The clinical outcomes research field is increasingly emphasizing the centrality of patient-reported input and value-based medicine (the ability of an intervention to produce a clinical benefit in actual practice) as a necessary accompaniment to classical efficacy and safety studies with physician-conceived endpoints (evidence-based medicine)[29, 30]. Rare, chronic, phenotypically heterogeneous diseases such as GD1 for which treatment, when indicated, is generally lifelong and very expensive, are prime targets for value-based research studies that are applicable not only to individual patient care choices but also to justification of societal health care priorities.

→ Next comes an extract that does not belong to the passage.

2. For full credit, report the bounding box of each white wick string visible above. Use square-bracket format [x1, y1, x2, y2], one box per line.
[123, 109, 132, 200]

Our experiences with the medical complexity of a “simple Mendelian hereditary disease” population[31], with the confounding effects of age-acquired co-morbidities on even precisely defined and measured end points such as hemoglobin concentration and with the difficulties in contextual interpretation of patient-reported symptoms such as bone pain highlight the need for expert guidance when implementing patient-centered outcomes research[32]. Although such studies strive to maximize patient creativity and freedom of expression, they nonetheless require careful design and annotation of patient characteristics, clear objectives, defined nomenclature, and formulation of focused and unambiguous questions that are meaningful and important to the participants but whose answers will be internally consistent and amenable to rigorous analysis.